Weil tinha um irmão, André, que se tornou um grande matemático. Ela escolheu estudar filosofia. Entre 1925-1928 foi aluna de Alain3 e conheceu Simone Pétrement, que se tornou sua amiga, e anos mais tarde, sua biógrafa.

Nos anos de 1926 e 1927, obteve os diplomas de Moral, Sociologia, Psicologia, História da Filosofia, Filosofia geral e Lógica. Na École Normale Supérieure, Weil era a única mulher.
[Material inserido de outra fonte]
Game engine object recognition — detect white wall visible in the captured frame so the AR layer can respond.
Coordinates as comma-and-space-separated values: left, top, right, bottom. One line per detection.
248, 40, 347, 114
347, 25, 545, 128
Terminada a Agrégation (1931), ela pediu nomeação para uma cidade industrial e foi designada para lecionar no Liceu de Puy.. Como professora, passava noites adentro corrigindo os textos de suas alunas. Ensinava também a pescadores, operários e os filhos deles, sem esperar nada em troca. Vestia-se modestamente, gastava o mínimo consigo.4

Foi designada à cidade de Roanne no ano de 1933. O curso de filosofia ministrado por ela chegou a nosso conhecimento por meio das anotações da ex-aluna Anne Reynald.5 Aos 25 anos, em 1934, decidiu trabalhar em fábricas, ocultando sua identidade como professora universitária. Havia uma pergunta que a inquietava: “Como coordenar os trabalhos sem oprimir os trabalhadores?”6. Ela deixou um registro sobre suas observações e experiências desse período, o Diário de Fábrica, no qual registrou as “dificuldades e fadigas que dia a dia sofreu tentando alcançar as cotas de velocidade forçadas”7, apesar de nunca alcançá-las.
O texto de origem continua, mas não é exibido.